Open dimatomp opened 11 years ago
Well, that's why optware-android is intended for Android devices, Android being AOSP with sources at https://android.googlesource.com/ . And AOSP does not install or use anything in /lib or in other classical "Unix" dirs - which I hope you agree was pretty smart on Google's side. CyanogenMod breaks that Android invariant, and thus is not compatible with Optware in particular.
You're right that it might be possible to work that around somehow, but I'd need to have a device with it to investigate and debug it. I don't have such (I generally avoid CyanogenMod due to reasons which are clear from this discussion - they install something on my system which I don't need, and break compatibility with the stuff I want to install). So, if you can prepare a clean patch to fix this (without affecting standard Android devices), I'd be glad to merge it, but otherwise this would be just a "known issue".

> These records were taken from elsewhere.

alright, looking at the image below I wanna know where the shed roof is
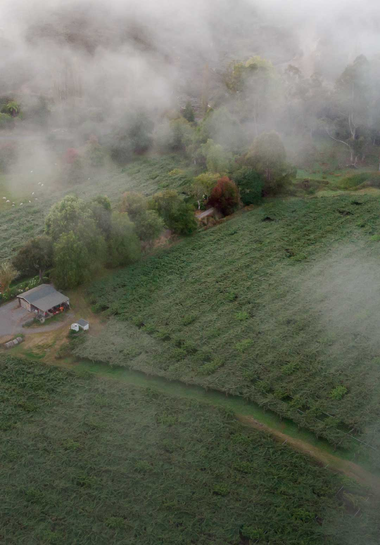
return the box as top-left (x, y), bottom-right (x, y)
top-left (77, 319), bottom-right (89, 327)
top-left (17, 284), bottom-right (69, 312)
top-left (196, 207), bottom-right (217, 219)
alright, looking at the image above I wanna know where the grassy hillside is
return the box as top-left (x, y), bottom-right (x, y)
top-left (81, 194), bottom-right (380, 454)
top-left (1, 354), bottom-right (379, 544)
top-left (0, 155), bottom-right (191, 260)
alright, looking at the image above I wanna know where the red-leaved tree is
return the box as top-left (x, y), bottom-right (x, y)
top-left (207, 177), bottom-right (239, 216)
top-left (64, 148), bottom-right (80, 164)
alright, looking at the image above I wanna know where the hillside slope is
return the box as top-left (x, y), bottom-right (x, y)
top-left (80, 194), bottom-right (380, 455)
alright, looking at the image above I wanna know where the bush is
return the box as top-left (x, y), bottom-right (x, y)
top-left (182, 101), bottom-right (195, 123)
top-left (155, 118), bottom-right (193, 153)
top-left (233, 167), bottom-right (264, 205)
top-left (107, 111), bottom-right (154, 163)
top-left (108, 213), bottom-right (141, 267)
top-left (120, 192), bottom-right (163, 244)
top-left (330, 386), bottom-right (348, 400)
top-left (151, 190), bottom-right (197, 235)
top-left (338, 172), bottom-right (380, 190)
top-left (191, 172), bottom-right (220, 207)
top-left (84, 137), bottom-right (106, 167)
top-left (60, 149), bottom-right (84, 185)
top-left (12, 236), bottom-right (53, 281)
top-left (207, 177), bottom-right (240, 216)
top-left (64, 148), bottom-right (80, 164)
top-left (53, 233), bottom-right (97, 289)
top-left (201, 139), bottom-right (232, 173)
top-left (245, 132), bottom-right (295, 195)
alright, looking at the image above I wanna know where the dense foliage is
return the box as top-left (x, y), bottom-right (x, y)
top-left (12, 236), bottom-right (53, 280)
top-left (0, 156), bottom-right (190, 262)
top-left (120, 192), bottom-right (164, 244)
top-left (207, 177), bottom-right (240, 216)
top-left (151, 190), bottom-right (197, 235)
top-left (232, 167), bottom-right (264, 205)
top-left (1, 354), bottom-right (379, 544)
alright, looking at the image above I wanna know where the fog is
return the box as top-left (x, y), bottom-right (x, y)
top-left (0, 0), bottom-right (380, 191)
top-left (2, 0), bottom-right (380, 114)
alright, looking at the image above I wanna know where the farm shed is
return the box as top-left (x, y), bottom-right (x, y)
top-left (71, 319), bottom-right (89, 332)
top-left (195, 207), bottom-right (222, 226)
top-left (17, 284), bottom-right (69, 317)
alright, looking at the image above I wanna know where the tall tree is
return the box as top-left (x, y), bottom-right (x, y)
top-left (13, 236), bottom-right (53, 281)
top-left (225, 56), bottom-right (277, 135)
top-left (207, 177), bottom-right (239, 216)
top-left (245, 132), bottom-right (294, 195)
top-left (108, 213), bottom-right (141, 267)
top-left (120, 192), bottom-right (163, 244)
top-left (53, 232), bottom-right (92, 290)
top-left (0, 262), bottom-right (18, 294)
top-left (151, 190), bottom-right (197, 236)
top-left (325, 56), bottom-right (371, 166)
top-left (46, 195), bottom-right (107, 287)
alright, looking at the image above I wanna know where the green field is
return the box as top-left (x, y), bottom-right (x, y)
top-left (80, 194), bottom-right (380, 455)
top-left (0, 155), bottom-right (191, 260)
top-left (1, 354), bottom-right (380, 544)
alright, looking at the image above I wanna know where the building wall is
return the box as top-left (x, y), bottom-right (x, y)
top-left (18, 298), bottom-right (31, 312)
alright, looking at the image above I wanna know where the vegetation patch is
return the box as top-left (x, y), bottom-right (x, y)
top-left (1, 354), bottom-right (379, 544)
top-left (81, 195), bottom-right (380, 453)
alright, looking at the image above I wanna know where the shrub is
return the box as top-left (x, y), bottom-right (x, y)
top-left (338, 172), bottom-right (380, 190)
top-left (12, 236), bottom-right (53, 281)
top-left (207, 177), bottom-right (240, 216)
top-left (198, 357), bottom-right (224, 376)
top-left (85, 137), bottom-right (106, 167)
top-left (0, 262), bottom-right (18, 294)
top-left (235, 339), bottom-right (253, 353)
top-left (201, 139), bottom-right (232, 173)
top-left (108, 213), bottom-right (141, 267)
top-left (182, 101), bottom-right (195, 123)
top-left (1, 101), bottom-right (21, 117)
top-left (60, 149), bottom-right (84, 185)
top-left (151, 190), bottom-right (197, 235)
top-left (244, 132), bottom-right (295, 195)
top-left (191, 172), bottom-right (220, 207)
top-left (120, 192), bottom-right (163, 244)
top-left (53, 232), bottom-right (104, 289)
top-left (330, 386), bottom-right (348, 400)
top-left (64, 148), bottom-right (80, 164)
top-left (233, 167), bottom-right (264, 205)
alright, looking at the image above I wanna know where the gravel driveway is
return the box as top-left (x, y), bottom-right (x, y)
top-left (0, 300), bottom-right (73, 340)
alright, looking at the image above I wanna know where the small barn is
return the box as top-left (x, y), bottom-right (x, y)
top-left (17, 284), bottom-right (70, 317)
top-left (195, 207), bottom-right (222, 227)
top-left (71, 319), bottom-right (89, 332)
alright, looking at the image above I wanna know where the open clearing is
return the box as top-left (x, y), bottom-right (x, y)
top-left (2, 354), bottom-right (380, 544)
top-left (80, 194), bottom-right (380, 459)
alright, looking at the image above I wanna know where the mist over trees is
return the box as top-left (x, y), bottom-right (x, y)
top-left (2, 0), bottom-right (380, 159)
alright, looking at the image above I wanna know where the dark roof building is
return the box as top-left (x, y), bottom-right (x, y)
top-left (17, 284), bottom-right (69, 315)
top-left (77, 319), bottom-right (89, 328)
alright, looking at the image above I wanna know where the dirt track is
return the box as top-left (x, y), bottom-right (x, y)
top-left (238, 415), bottom-right (380, 497)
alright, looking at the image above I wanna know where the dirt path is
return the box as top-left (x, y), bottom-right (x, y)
top-left (238, 415), bottom-right (380, 497)
top-left (65, 358), bottom-right (380, 497)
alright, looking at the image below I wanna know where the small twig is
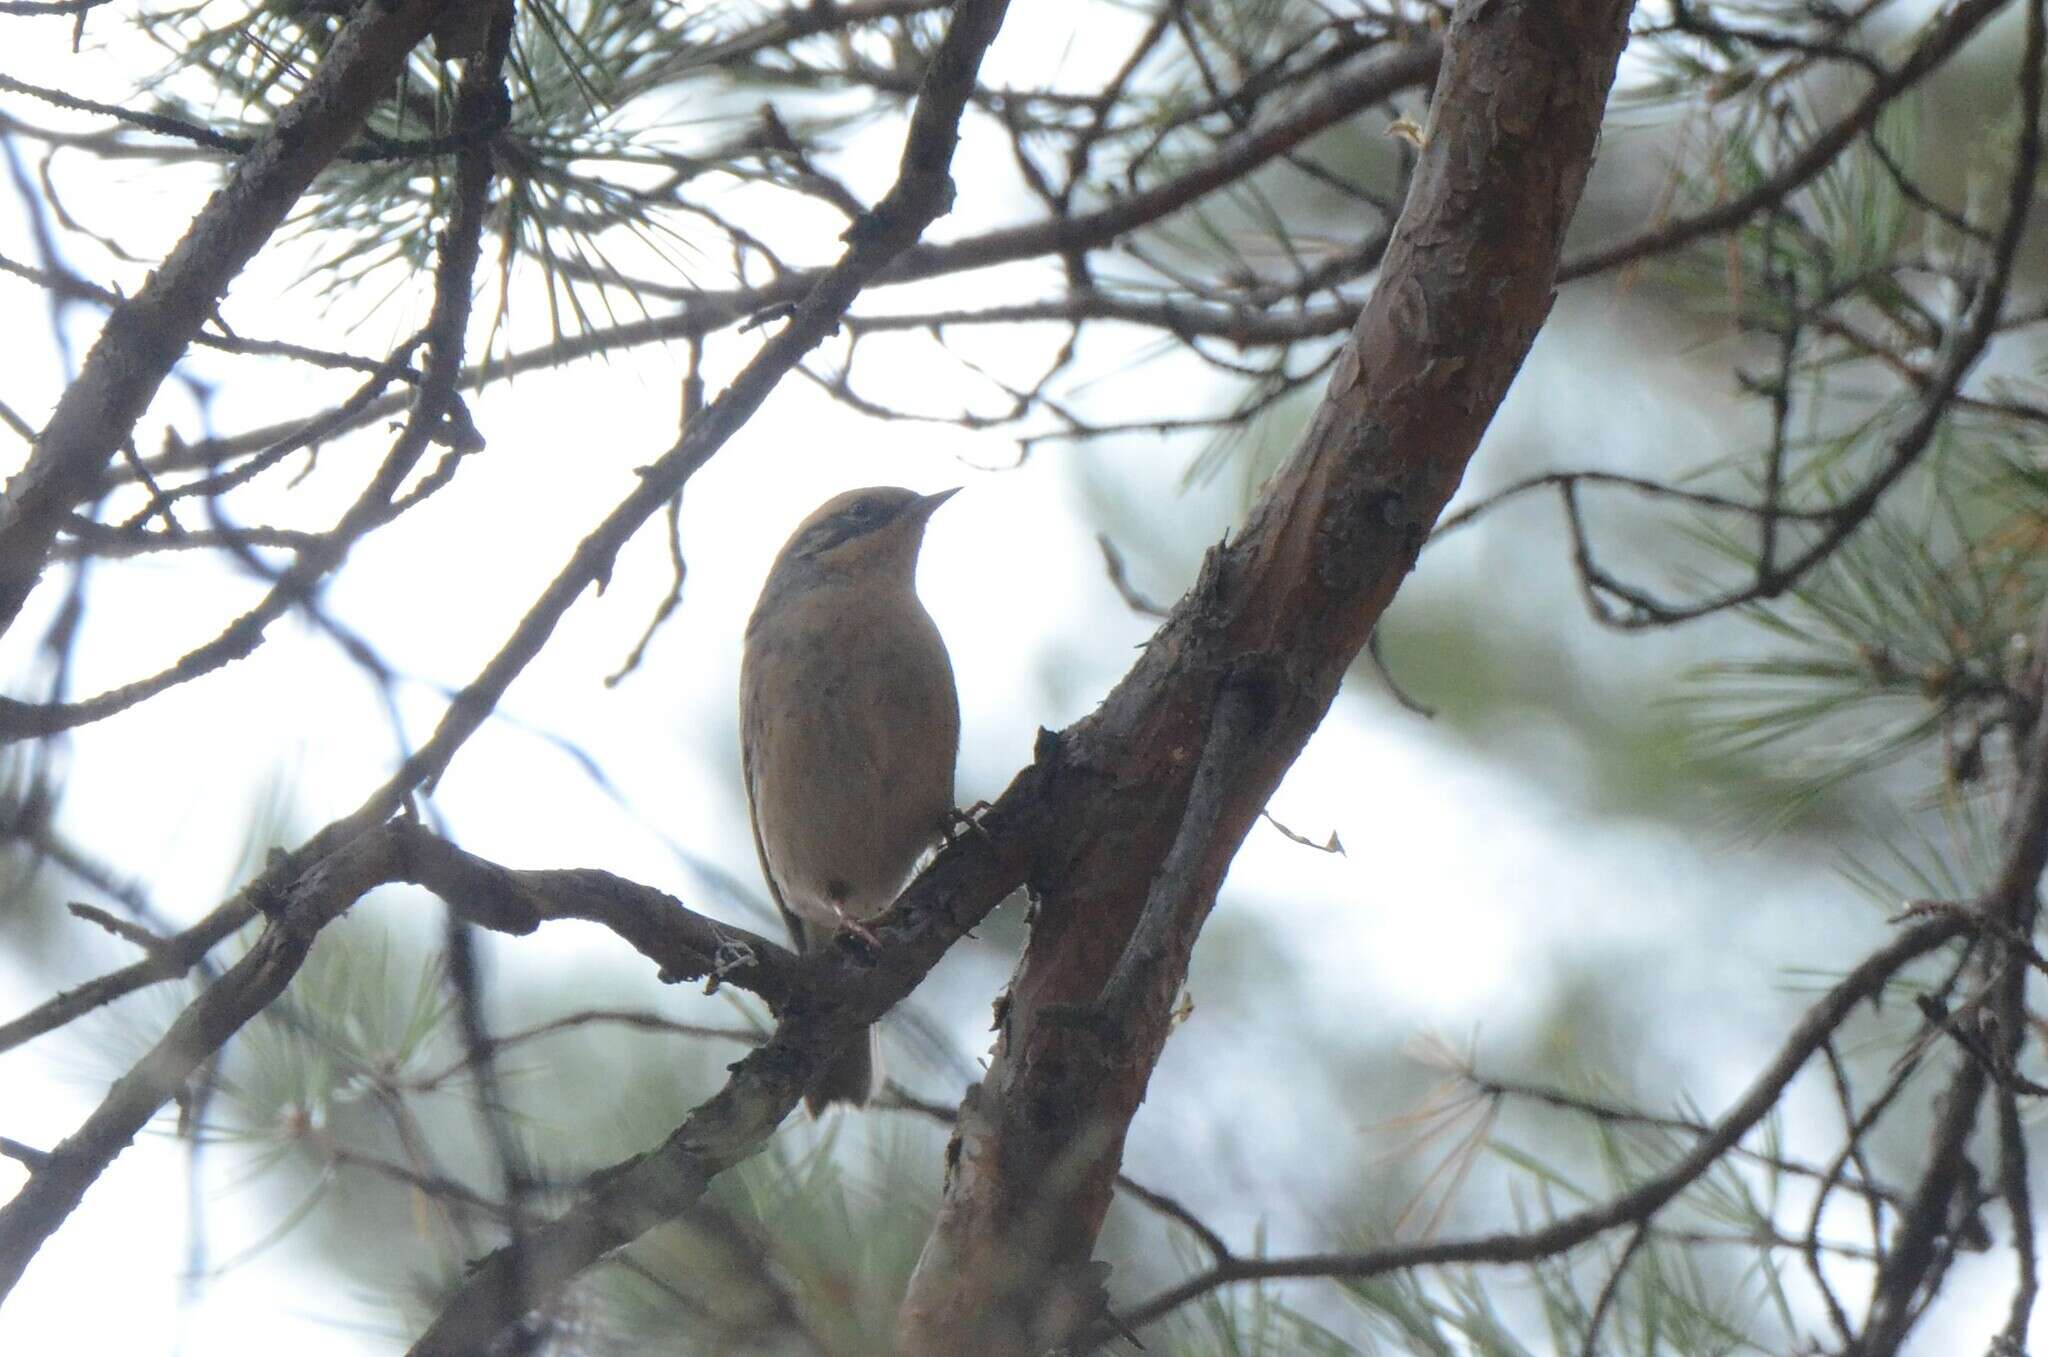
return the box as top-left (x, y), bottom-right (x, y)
top-left (401, 8), bottom-right (1020, 1344)
top-left (65, 901), bottom-right (172, 955)
top-left (874, 1080), bottom-right (1235, 1262)
top-left (1893, 898), bottom-right (2048, 980)
top-left (1258, 809), bottom-right (1343, 855)
top-left (1110, 1174), bottom-right (1234, 1266)
top-left (606, 338), bottom-right (705, 688)
top-left (0, 396), bottom-right (34, 442)
top-left (1560, 0), bottom-right (2009, 284)
top-left (0, 70), bottom-right (508, 165)
top-left (0, 0), bottom-right (112, 14)
top-left (1805, 1043), bottom-right (1872, 1345)
top-left (406, 1009), bottom-right (764, 1091)
top-left (114, 443), bottom-right (181, 537)
top-left (1365, 628), bottom-right (1434, 718)
top-left (0, 1136), bottom-right (51, 1171)
top-left (1090, 916), bottom-right (1968, 1345)
top-left (1095, 533), bottom-right (1170, 618)
top-left (1577, 1225), bottom-right (1649, 1357)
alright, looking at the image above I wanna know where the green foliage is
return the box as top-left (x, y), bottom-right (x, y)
top-left (1643, 82), bottom-right (2048, 834)
top-left (1684, 489), bottom-right (2037, 827)
top-left (221, 917), bottom-right (452, 1137)
top-left (10, 1), bottom-right (2044, 1350)
top-left (121, 0), bottom-right (896, 334)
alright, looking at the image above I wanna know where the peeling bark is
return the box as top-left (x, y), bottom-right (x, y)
top-left (897, 2), bottom-right (1637, 1349)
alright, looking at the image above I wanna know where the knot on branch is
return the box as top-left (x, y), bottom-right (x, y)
top-left (842, 169), bottom-right (956, 246)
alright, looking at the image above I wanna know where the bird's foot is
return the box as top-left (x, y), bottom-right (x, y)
top-left (826, 899), bottom-right (882, 950)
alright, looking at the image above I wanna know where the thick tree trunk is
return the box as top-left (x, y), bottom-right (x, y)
top-left (897, 1), bottom-right (1637, 1349)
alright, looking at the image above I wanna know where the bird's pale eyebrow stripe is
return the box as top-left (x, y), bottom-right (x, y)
top-left (797, 522), bottom-right (859, 557)
top-left (797, 503), bottom-right (894, 557)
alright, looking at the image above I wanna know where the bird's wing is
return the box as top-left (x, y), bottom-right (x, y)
top-left (742, 707), bottom-right (811, 953)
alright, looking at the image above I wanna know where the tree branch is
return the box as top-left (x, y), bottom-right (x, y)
top-left (0, 815), bottom-right (812, 1303)
top-left (0, 0), bottom-right (457, 637)
top-left (134, 38), bottom-right (1440, 481)
top-left (0, 0), bottom-right (1032, 1263)
top-left (897, 2), bottom-right (1636, 1350)
top-left (0, 823), bottom-right (403, 1297)
top-left (389, 4), bottom-right (1025, 1345)
top-left (1100, 917), bottom-right (1968, 1340)
top-left (1563, 0), bottom-right (2043, 630)
top-left (1559, 0), bottom-right (2013, 283)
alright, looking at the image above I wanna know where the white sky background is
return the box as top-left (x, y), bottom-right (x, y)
top-left (0, 5), bottom-right (2033, 1353)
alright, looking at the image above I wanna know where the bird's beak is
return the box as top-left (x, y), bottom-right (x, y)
top-left (911, 487), bottom-right (960, 519)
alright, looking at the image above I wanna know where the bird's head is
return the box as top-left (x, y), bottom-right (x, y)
top-left (768, 485), bottom-right (958, 589)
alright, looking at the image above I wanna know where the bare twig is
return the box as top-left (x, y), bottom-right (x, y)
top-left (400, 7), bottom-right (1022, 1344)
top-left (1096, 533), bottom-right (1171, 618)
top-left (404, 1009), bottom-right (764, 1092)
top-left (1560, 0), bottom-right (2013, 283)
top-left (145, 41), bottom-right (1440, 478)
top-left (1098, 918), bottom-right (1968, 1342)
top-left (0, 0), bottom-right (461, 636)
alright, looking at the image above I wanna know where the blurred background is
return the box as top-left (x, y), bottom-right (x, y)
top-left (0, 1), bottom-right (2043, 1352)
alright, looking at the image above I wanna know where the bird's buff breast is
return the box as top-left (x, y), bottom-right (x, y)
top-left (743, 599), bottom-right (958, 926)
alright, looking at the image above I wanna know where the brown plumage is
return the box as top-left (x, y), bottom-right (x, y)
top-left (739, 486), bottom-right (961, 1112)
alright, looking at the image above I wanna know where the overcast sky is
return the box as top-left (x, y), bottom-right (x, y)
top-left (0, 7), bottom-right (2020, 1352)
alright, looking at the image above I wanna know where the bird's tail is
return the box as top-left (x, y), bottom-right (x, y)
top-left (804, 1027), bottom-right (880, 1114)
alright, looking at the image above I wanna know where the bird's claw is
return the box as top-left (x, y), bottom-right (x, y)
top-left (827, 900), bottom-right (882, 951)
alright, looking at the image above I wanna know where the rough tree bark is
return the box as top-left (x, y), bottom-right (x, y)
top-left (897, 1), bottom-right (1637, 1349)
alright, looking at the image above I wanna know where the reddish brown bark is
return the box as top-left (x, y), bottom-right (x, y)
top-left (898, 2), bottom-right (1637, 1349)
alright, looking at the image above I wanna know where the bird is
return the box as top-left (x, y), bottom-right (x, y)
top-left (739, 486), bottom-right (961, 1112)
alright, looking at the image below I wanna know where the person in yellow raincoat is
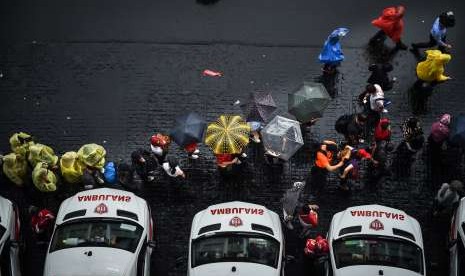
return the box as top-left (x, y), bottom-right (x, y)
top-left (60, 151), bottom-right (85, 184)
top-left (2, 153), bottom-right (28, 186)
top-left (9, 132), bottom-right (34, 156)
top-left (77, 144), bottom-right (106, 170)
top-left (416, 50), bottom-right (451, 83)
top-left (28, 143), bottom-right (59, 168)
top-left (32, 162), bottom-right (57, 192)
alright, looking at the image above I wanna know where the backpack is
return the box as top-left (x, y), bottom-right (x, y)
top-left (335, 115), bottom-right (352, 134)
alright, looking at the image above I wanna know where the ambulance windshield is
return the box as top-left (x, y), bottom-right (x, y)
top-left (192, 232), bottom-right (280, 268)
top-left (50, 219), bottom-right (143, 253)
top-left (333, 236), bottom-right (423, 274)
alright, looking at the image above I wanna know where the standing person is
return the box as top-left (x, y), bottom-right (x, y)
top-left (298, 203), bottom-right (319, 238)
top-left (131, 148), bottom-right (158, 182)
top-left (281, 181), bottom-right (307, 230)
top-left (370, 5), bottom-right (407, 51)
top-left (367, 84), bottom-right (388, 129)
top-left (433, 180), bottom-right (463, 216)
top-left (310, 140), bottom-right (347, 194)
top-left (319, 28), bottom-right (349, 74)
top-left (429, 114), bottom-right (451, 152)
top-left (150, 133), bottom-right (171, 164)
top-left (394, 117), bottom-right (424, 177)
top-left (411, 11), bottom-right (455, 53)
top-left (346, 113), bottom-right (368, 145)
top-left (248, 121), bottom-right (262, 143)
top-left (30, 208), bottom-right (55, 242)
top-left (338, 147), bottom-right (376, 191)
top-left (367, 63), bottom-right (395, 91)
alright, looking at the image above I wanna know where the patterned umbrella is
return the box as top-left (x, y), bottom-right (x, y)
top-left (288, 82), bottom-right (331, 122)
top-left (170, 112), bottom-right (206, 147)
top-left (261, 115), bottom-right (303, 161)
top-left (242, 92), bottom-right (277, 123)
top-left (205, 115), bottom-right (250, 154)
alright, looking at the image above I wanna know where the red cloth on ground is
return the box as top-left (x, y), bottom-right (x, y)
top-left (372, 6), bottom-right (405, 42)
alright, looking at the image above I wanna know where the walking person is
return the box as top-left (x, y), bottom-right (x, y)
top-left (298, 203), bottom-right (319, 238)
top-left (319, 28), bottom-right (349, 75)
top-left (394, 117), bottom-right (424, 177)
top-left (367, 63), bottom-right (395, 91)
top-left (370, 5), bottom-right (407, 51)
top-left (131, 148), bottom-right (158, 182)
top-left (411, 11), bottom-right (455, 53)
top-left (367, 84), bottom-right (388, 129)
top-left (281, 181), bottom-right (307, 230)
top-left (428, 114), bottom-right (451, 186)
top-left (374, 118), bottom-right (392, 144)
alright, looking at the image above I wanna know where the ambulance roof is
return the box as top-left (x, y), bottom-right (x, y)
top-left (55, 188), bottom-right (147, 226)
top-left (329, 205), bottom-right (423, 246)
top-left (190, 201), bottom-right (281, 240)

Some rooted firmwares (e.g. CyanogenMod 10.1 on my Galaxy S Plus GT-I9001) create their own /lib folder after every boot. As a result, when the installation script tries to create a symlink to $OPTWARE_DIR/rootlib (line 253), it gets a "link failed File exists" error. It installs everything it needs into the existing /lib, but all this data gets removed when the device is rebooted, making Optware unable to work properly (/bin/sh says "No such file or directory" when asked to run ipkg or anything installed by it, although PATH contains /opt/bin).
As far as I understand, this can be solved by checking whether /lib folder already exists and doing something with it (removing, creating symlinks in it, etc.)